I have been a bit of a slacker in the blogging department lately. It’s not that I don’t have anything to write about, it’s just that I haven’t had time to sit down and put it into words. But, enough of the excuses, I’m back now, hopefully, without so many lapses between my blog posts.
Yesterday I had the opportunity to volunteer for a few hours answering phones at the local Christian radio station, KTIS, during their annual fundraising “Sharathon.” I’ve been doing this for years and I always meeting interesting people in the process. Yesterday was no exception.
As you might expect, the phones don’t ring constantly throughout the day so there is opportunity to read, or chat with the people around you. Early in the day I spent the time between calls doing some reading. When the phone rang I’d set down my book, moving the “gas receipt bookmark” to my current location. Next thing I know the guy next to me, Dave, mentions that perhaps my bookmark could use an upgrade and hands me a new one that says “Donate Life.” Thus began our conversation on organ donation.
Now, I already have “DONOR” listed on my driver’s license so it’s not like Dave had to convince me, but still, he came up with some pretty interesting stats. Did you know, for instance, that one donor can save ten lives and help improve as many as 50 lives? That’s pretty remarkable. I had a friend tell me once that she didn’t want to be a donor because she wasn’t convinced the doctors would wait until she was REALLY dead to do the transplant. My feeling is that should the doctors goof up, that just gets me to Jesus a little bit sooner, so I really have nothing to fear. But, I digress.
Dave, as it turns out, is waiting for a heart. I can’t remember exactly what is wrong with the one he’s got but I believe it’s some sort of congenital defect. He told me that there is about a four year wait list for a new heart and it’s hard to qualify as a potential transplant patient. I wonder how they figure that out; not the qualifying part, but the wait time. Is it anything like the method they use to determine how long it will be until your table at the restaurant is ready? (We think the people at table 26, 42, and 65 look pretty full, which means you’ve got a 15 – 20 minute wait.)

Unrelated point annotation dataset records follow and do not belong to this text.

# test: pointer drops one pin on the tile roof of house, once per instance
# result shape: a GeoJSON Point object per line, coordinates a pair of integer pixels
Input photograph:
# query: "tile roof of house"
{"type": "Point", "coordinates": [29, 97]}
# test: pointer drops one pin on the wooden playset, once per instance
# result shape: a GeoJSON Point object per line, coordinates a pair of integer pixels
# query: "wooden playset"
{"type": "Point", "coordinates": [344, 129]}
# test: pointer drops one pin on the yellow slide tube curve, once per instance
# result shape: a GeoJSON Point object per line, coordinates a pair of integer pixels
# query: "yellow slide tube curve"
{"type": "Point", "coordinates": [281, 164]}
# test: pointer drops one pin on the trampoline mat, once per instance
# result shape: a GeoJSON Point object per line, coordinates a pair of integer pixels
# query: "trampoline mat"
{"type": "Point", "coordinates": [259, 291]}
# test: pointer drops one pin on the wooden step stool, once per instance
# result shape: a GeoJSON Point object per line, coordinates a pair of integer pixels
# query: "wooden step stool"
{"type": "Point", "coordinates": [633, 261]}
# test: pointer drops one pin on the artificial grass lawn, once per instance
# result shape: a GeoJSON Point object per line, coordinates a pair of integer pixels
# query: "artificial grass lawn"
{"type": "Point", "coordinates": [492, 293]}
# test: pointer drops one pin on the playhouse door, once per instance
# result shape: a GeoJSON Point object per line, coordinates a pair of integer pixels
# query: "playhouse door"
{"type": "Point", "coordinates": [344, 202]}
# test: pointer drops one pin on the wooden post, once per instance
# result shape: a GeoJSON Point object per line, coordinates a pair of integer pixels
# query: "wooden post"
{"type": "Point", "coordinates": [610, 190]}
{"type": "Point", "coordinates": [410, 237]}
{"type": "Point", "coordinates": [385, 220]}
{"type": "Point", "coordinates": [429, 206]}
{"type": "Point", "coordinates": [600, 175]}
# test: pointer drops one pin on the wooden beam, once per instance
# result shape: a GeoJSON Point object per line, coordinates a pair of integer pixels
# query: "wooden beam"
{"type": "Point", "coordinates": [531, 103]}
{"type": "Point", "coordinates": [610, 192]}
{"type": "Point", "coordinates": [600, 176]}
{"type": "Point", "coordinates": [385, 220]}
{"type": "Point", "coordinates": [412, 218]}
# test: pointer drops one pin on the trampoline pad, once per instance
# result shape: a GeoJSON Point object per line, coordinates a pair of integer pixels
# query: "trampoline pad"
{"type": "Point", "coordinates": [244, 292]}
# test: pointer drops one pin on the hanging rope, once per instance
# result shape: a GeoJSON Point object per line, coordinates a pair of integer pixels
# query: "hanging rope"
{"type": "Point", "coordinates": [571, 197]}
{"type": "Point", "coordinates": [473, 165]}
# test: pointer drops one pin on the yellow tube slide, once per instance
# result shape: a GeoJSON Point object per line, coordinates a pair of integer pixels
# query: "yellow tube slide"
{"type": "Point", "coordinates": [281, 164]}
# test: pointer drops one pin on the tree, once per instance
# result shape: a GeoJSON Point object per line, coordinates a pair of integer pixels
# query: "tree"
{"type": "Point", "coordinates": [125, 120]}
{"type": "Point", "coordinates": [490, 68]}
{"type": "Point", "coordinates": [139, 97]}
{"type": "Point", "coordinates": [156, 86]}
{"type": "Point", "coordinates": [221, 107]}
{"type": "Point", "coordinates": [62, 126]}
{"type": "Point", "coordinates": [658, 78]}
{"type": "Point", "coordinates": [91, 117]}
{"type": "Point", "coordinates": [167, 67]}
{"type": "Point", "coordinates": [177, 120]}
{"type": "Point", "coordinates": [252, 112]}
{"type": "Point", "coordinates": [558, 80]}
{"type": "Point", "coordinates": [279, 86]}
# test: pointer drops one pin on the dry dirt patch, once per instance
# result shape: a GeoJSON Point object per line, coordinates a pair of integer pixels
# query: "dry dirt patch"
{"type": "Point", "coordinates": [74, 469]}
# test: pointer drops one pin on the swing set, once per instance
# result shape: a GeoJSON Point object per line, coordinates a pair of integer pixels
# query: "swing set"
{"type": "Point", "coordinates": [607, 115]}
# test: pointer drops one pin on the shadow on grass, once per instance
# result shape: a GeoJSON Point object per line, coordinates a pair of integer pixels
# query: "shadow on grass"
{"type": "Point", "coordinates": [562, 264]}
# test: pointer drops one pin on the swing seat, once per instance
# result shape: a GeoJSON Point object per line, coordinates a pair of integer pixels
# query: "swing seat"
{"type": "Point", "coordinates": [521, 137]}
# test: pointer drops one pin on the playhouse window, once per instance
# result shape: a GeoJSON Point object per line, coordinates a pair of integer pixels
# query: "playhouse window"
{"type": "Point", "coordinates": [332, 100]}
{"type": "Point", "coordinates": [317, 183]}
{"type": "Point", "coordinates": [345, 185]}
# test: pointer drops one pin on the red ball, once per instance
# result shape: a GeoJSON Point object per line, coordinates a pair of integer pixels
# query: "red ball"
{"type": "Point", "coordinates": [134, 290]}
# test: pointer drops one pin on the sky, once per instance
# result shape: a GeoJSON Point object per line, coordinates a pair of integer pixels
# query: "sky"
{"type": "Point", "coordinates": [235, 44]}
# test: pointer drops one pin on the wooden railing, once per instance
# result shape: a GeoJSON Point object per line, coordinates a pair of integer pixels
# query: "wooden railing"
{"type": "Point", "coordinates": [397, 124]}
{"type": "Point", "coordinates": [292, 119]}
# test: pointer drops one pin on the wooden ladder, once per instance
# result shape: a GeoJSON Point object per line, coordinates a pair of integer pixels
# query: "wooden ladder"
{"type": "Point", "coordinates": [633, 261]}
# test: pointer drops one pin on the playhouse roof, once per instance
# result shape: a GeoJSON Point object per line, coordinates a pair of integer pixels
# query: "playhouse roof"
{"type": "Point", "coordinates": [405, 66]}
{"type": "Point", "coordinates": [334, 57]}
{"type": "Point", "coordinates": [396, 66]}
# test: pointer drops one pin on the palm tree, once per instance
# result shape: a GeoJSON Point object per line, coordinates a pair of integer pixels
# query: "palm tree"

Many people will die waiting to get their needed organ. If you aren’t already listed as a donor, perhaps you’ll consider it as a possibility.
It seemed to be medical day at KTIS because the woman on the other side of me, Sarah, has late stage Lyme’s Disease. They believe she’s had it for nearly eight or nine years, but she was just diagnosed this past year. The doctors in Minnesota are stymied as to what to do for her. Yes, even the renowned Mayo clinic has suggested that she go somewhere else. When I read Sarah’s Caring Bridge site last night I found out that she has a t-shirt that says “Lyme’s Disease ticks me off.” At least she hasn’t lost her sense of humor.
Sarah is a wife and mother of three kids. She is also a woman of amazing faith who has, by no means, given up. She heard of a doctor in New York who specializes in this particular disease but doesn’t have the means to finance a trip to visit him. Still, she felt that God made it clear to her that she should go; so, in faith, she made her appointment. A few days later someone called her and offered to finance her entire trip! I LOVE THAT! Only God could pull that off!
So, here I am at the end of my blog, wondering if anyone besides me will find all this to be fascinating stuff. I simply admire Sarah and Dave’s spirit and their willingness to continue “fighting the fight.” I am richer for having met them.